In [43]:
import csv
import pandas as pd
import numpy as np
import json
from datetime import datetime
import matplotlib.pyplot as plt
import re
import seaborn as sns
import scipy.stats as stats
import pytz

# Загрузка и подготовка данных

In [44]:
with open("by_repo_results.csv", "r", encoding='utf-8') as f:
  csvreader = csv.reader(f, delimiter=";")
  headers = next(csvreader)
  data = []
  for row in csvreader:
    if row[0].strip(): 
        company_name = row[0]
        company_description = row[1]
        data.append(row)
    else:
        row[0] = company_name
        row[1] = company_description
        data.append(row)

repo_df = pd.DataFrame(data=data, columns=headers).dropna().reset_index().drop('index', axis=1)

org_df = pd.read_csv("by_org_results.csv", delimiter=";").dropna().reset_index().drop('index', axis=1)

In [45]:
repo_df['repo_stars'] = pd.to_numeric(repo_df['repo_stars'], errors='coerce').fillna(0).astype(int)
repo_df['repo_half_year_commits'] = pd.to_numeric(repo_df['repo_half_year_commits'], errors='coerce').fillna(0).astype(int)

# преобразуем даты в datetime с временной зоной UTC
repo_df['repo_last_commit_date'] = pd.to_datetime(
    repo_df['repo_last_commit_date'],
    format='%Y-%m-%dT%H:%M:%SZ',
    errors='coerce',
    utc=True
)

org_df['stars_count'] = org_df['stars_count'].astype(np.int32)

# Создание новых признаков

#### 1. Признаки, извлеченные из описаний и метаданных репозиториев

In [46]:
# признак description_length - длина описания компании
repo_df['description_length'] = repo_df['description'].fillna('').apply(len)

# признак has_description - наличие описания
repo_df.loc[:, 'has_description'] = (repo_df['description_length'] > 0).astype(int)

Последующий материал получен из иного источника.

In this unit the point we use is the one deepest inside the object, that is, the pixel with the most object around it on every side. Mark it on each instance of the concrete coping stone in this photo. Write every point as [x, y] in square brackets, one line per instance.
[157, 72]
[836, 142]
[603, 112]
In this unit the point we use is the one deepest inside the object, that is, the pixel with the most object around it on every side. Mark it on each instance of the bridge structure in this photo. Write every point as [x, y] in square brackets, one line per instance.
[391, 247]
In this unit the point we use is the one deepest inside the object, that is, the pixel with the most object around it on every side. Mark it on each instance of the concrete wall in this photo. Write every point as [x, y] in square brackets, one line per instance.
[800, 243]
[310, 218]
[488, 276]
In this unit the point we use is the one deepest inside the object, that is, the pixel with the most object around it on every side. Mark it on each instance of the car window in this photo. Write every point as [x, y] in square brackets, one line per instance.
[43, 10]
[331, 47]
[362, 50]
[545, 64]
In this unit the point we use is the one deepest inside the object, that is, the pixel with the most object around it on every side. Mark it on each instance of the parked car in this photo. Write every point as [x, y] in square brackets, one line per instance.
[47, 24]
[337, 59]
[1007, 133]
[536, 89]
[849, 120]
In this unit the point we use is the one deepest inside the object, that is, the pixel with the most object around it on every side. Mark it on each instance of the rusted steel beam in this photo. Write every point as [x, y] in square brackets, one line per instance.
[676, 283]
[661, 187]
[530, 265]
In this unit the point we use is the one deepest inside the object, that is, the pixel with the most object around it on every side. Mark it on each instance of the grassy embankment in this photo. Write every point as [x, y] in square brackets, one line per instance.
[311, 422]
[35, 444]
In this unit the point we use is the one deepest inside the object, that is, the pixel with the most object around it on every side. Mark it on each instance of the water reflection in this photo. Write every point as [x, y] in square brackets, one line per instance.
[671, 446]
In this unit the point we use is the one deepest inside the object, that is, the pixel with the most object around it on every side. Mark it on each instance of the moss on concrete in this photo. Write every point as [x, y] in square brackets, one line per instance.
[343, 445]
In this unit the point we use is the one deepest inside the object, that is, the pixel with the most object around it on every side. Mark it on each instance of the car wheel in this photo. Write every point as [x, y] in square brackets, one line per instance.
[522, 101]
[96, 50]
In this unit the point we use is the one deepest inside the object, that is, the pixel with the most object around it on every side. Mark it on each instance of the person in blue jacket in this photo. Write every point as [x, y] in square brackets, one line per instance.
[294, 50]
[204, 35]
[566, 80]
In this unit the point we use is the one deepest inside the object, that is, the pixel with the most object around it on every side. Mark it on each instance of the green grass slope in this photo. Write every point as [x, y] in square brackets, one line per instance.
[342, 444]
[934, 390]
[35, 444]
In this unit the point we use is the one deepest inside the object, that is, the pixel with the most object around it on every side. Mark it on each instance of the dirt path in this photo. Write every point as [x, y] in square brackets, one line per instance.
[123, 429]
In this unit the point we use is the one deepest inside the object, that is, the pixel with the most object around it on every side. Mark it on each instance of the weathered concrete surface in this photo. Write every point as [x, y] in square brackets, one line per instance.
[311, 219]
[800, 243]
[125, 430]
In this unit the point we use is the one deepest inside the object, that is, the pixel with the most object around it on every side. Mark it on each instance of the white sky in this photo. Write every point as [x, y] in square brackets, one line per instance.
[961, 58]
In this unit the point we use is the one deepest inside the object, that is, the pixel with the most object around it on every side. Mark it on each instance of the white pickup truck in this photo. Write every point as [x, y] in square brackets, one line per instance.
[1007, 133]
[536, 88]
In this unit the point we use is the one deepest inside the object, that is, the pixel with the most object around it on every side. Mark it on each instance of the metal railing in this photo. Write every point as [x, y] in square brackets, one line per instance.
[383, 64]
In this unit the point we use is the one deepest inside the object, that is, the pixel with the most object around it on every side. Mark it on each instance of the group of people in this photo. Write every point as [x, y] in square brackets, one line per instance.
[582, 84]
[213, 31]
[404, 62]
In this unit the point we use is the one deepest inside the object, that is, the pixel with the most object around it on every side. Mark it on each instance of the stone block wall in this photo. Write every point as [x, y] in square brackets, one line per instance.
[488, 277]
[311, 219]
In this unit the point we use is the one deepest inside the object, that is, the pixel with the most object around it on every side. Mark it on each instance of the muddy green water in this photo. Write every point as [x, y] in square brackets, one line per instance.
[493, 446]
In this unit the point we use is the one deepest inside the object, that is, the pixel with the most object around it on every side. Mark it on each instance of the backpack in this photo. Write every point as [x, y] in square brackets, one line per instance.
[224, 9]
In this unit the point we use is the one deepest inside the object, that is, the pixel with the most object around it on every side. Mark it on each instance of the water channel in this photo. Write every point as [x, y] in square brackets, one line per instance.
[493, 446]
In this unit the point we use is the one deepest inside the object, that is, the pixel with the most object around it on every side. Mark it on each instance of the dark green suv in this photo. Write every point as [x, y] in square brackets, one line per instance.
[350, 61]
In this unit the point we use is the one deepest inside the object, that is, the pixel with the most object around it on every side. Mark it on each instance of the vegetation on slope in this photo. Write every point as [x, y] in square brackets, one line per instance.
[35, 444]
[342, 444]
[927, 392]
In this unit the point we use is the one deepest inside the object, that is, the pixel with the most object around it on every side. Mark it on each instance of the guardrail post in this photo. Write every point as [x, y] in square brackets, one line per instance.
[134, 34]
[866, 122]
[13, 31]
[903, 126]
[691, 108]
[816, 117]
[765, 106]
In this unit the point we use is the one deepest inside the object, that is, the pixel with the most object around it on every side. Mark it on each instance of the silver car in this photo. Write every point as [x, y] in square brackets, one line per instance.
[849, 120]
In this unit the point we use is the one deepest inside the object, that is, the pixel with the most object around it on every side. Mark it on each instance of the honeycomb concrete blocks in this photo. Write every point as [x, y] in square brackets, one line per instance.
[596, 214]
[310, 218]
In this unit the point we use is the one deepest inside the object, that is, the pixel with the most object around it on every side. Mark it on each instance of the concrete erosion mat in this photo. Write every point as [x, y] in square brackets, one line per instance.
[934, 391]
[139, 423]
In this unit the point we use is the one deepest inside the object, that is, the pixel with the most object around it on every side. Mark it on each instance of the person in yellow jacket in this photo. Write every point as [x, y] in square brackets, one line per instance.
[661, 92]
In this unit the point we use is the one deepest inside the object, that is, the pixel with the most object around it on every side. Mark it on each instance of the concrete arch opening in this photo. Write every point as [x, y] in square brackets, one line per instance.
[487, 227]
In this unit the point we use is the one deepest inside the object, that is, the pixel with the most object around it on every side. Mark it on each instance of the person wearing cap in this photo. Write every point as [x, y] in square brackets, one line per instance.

# признак num_topics - количество тэгов
repo_df['num_topics'] = repo_df['repo_topics'].apply(lambda x: len(eval(x)) if pd.notnull(x) and isinstance(x, str) and x.startswith("[") else 0)

# признак num_languages - количество используемых технологий
def count_languages(lang_string):
    if pd.isna(lang_string):
        return 0
    try:
        lang_string = lang_string.strip("()") 
        parts = lang_string.split(",")
        return len([p for p in parts if ":" in p])
    except:
        return 0

repo_df['num_languages'] = repo_df['repo_languages'].apply(count_languages)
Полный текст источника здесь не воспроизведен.